Si el abogado ‘gana’ el caso, muy en su interior y por lo general, de manera inconsciente, y sin que se dé cuenta, sentirá pena, tristeza por el otro y lo que es peor, el abogado no podrá expresarla. Sería un signo de debilidad, de flaqueza, de ‘aguafiestas’ en un contexto donde todos celebran el ‘triunfo’ el ‘éxito’. La justicia, muchas veces acompañada por la corrupción y el dinero, se impuso, “es un logro de la verdad”, así dicen muchos abogados, aunque ni ellos mismos se lo crean.

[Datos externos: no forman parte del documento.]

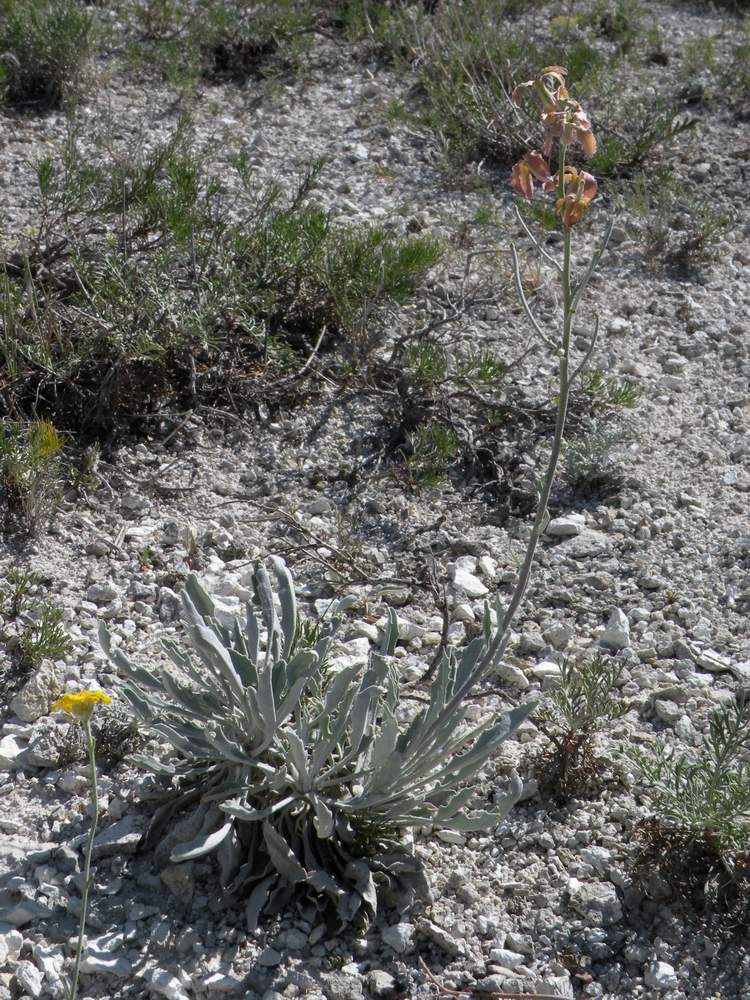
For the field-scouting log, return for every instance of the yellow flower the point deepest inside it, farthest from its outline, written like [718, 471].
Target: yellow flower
[80, 705]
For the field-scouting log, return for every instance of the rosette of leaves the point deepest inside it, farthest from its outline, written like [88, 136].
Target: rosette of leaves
[299, 774]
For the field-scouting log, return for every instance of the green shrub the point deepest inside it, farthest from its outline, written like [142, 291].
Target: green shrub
[31, 469]
[571, 716]
[705, 793]
[44, 45]
[98, 325]
[297, 772]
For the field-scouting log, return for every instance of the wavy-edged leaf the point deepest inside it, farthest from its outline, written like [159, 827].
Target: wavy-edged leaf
[202, 844]
[288, 602]
[282, 857]
[234, 807]
[296, 756]
[324, 822]
[257, 901]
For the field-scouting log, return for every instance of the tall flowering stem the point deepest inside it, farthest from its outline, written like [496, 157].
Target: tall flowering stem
[564, 122]
[81, 706]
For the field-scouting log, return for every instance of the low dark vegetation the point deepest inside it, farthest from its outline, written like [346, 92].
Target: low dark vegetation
[141, 289]
[571, 717]
[44, 46]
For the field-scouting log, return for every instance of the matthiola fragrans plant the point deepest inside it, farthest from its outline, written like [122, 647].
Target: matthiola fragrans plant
[298, 774]
[291, 769]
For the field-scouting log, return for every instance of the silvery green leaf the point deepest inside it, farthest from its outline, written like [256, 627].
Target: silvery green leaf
[195, 595]
[322, 882]
[336, 689]
[252, 634]
[479, 820]
[257, 900]
[297, 758]
[323, 819]
[390, 634]
[210, 649]
[235, 808]
[325, 747]
[288, 602]
[264, 593]
[266, 703]
[190, 740]
[149, 763]
[362, 714]
[364, 883]
[202, 844]
[281, 856]
[291, 700]
[446, 810]
[384, 745]
[469, 660]
[345, 603]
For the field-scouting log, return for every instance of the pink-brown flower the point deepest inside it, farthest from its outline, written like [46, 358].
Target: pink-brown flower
[568, 122]
[563, 118]
[538, 85]
[580, 187]
[533, 167]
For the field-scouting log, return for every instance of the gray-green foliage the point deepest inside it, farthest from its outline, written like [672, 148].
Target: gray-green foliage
[43, 47]
[31, 469]
[199, 276]
[290, 764]
[571, 716]
[705, 792]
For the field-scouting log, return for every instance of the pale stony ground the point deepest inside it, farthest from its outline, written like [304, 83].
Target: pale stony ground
[547, 902]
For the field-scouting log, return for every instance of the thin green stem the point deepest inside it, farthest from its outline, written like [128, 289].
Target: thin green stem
[87, 863]
[499, 643]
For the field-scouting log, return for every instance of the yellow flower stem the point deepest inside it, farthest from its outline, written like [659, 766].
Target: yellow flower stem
[86, 723]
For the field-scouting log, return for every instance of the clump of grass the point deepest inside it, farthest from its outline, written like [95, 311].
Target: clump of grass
[432, 448]
[572, 715]
[590, 469]
[699, 834]
[193, 40]
[31, 469]
[44, 46]
[469, 57]
[681, 231]
[705, 793]
[183, 298]
[44, 638]
[633, 131]
[607, 392]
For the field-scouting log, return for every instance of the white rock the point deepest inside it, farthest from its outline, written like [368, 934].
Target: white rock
[121, 837]
[566, 526]
[660, 976]
[219, 982]
[11, 942]
[29, 978]
[710, 660]
[548, 672]
[617, 633]
[102, 963]
[513, 675]
[508, 959]
[11, 750]
[441, 937]
[451, 837]
[163, 983]
[463, 613]
[667, 711]
[102, 593]
[400, 937]
[466, 582]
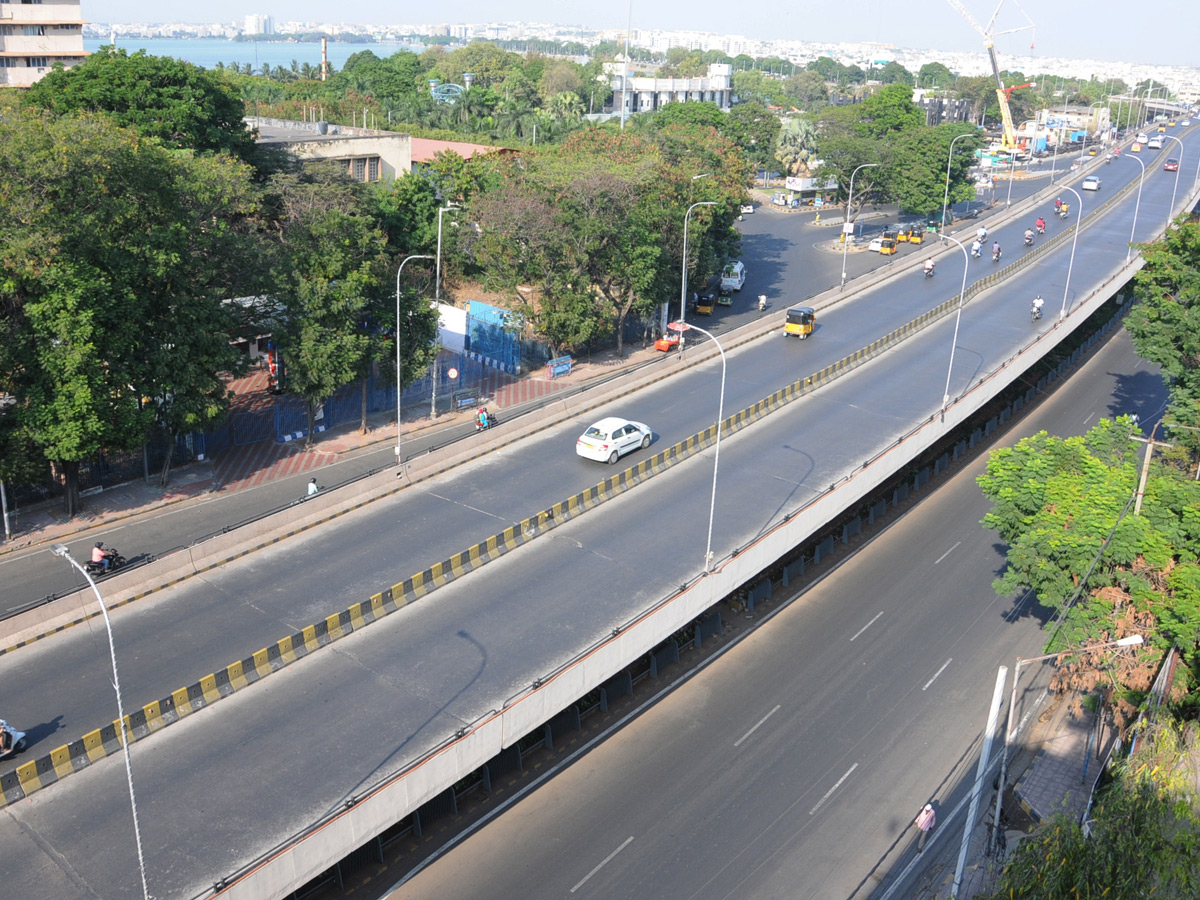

CULPA PERSECUTORIA VS. CULPA DEPRESIVA

Es muy cierto que el psiquiatra, al tomar poses y gestos del comportamiento disfuncional (léase locura), también pertenece a la psiquiatría; de forma similar, el abogado, también pertenece al conflicto, a la confrontación y al enfrentamiento. Y si defiende la corrupción municipal, él también inconscientemente, forma parte de ésta como corrupto o corruptor. Situación que genera que ciertos abogados se vean invadidos y desbordados por una suerte de culpa no persecutoria, pero sí depresiva. Muy encubierta en muchos casos y que origina, para lograr la anhelada homeostasis o el equilibrio psíquico, algunos complejos e indescifrables, a la razón, mecanismos de defensa que hacen a muchos abogados tener una personalidad digna de comentario, con graves consecuencias a nivel del vínculo familiar y de pareja.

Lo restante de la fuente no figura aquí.